This raises two questions:

  1. Can we deduce from this the law of large numbers? If the law of large numbers says that the mean of a sample of a random variable's values equals the true mean $\mu$ as $N$ goes to infinity, then it seems even stronger to say that (as the central limit says) that the value becomes $\mathcal N(\mu, \sigma)$ where $\sigma$ is the standard deviation. Is it fair then to say that central limit implies the law of large numbers?
  2. Does the central limit theorem apply to linear combination of variables?

Best Answer

The OP says

The central limit theorem states that the mean of i.i.d. variables, as N goes to infinity, becomes normally distributed.
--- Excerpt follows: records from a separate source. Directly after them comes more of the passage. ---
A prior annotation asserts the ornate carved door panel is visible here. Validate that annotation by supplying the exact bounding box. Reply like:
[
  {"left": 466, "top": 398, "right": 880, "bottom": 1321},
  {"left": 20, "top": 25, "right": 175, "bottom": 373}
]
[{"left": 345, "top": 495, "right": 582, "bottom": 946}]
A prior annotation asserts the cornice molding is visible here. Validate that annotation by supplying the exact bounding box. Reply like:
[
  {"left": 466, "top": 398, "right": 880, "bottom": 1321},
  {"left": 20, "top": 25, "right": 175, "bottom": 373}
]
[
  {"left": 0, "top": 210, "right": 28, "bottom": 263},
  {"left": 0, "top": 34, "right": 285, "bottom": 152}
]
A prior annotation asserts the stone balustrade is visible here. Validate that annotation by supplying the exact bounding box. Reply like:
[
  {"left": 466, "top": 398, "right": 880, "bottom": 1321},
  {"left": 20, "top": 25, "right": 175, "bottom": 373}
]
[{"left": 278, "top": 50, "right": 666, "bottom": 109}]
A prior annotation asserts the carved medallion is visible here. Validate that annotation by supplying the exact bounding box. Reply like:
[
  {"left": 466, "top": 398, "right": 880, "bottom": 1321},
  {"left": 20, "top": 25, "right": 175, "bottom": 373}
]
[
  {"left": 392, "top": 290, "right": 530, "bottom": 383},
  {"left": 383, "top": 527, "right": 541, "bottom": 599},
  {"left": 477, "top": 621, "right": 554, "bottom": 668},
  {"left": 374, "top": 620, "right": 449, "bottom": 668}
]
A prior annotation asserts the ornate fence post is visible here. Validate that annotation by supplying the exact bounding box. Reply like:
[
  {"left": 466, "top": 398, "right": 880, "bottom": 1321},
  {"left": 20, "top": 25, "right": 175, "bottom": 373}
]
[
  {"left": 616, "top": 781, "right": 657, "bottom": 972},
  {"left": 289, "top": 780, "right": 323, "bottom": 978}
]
I will take this to mean that it is the OP's belief that for i.i.d. random variables $X_i$ with mean $\mu$ and standard deviation $\sigma$, the cumulative distribution function $F_{Z_n}(a)$ of $$Z_n = \frac{1}{n} \sum_{i=1}^n X_i$$ converges to the cumulative distribution function of $\mathcal N(\mu,\sigma)$, a normal random variable with mean $\mu$ and standard deviation $\sigma$. Or, the OP believes minor re-arrangements of this formula, e.g. the distribution of $Z_n - \mu$ converges to the distribution of $\mathcal N(0,\sigma)$, or the distribution of $(Z_n - \mu)/\sigma$ converges to the distribution of $\mathcal N(0,1)$, the standard normal random variable. Note as an example that these statements imply that $$P\{|Z_n - \mu| > \sigma\} = 1 - F_{Z_n}(\mu + \sigma) + F_{Z_n}((\mu + \sigma)^-) \to 1-\Phi(1)+\Phi(-1) \approx 0.32$$ as $n \to \infty$.

The OP goes on to say

This raises two questions:

  1. Can we deduce from this the law of large numbers? If the law of large numbers says that the mean of a sample of a random variable's values equals the true mean μ as N goes to infinity, then it seems even stronger to say that (as the central limit says) that the value becomes N(μ,σ) where σ is the standard deviation.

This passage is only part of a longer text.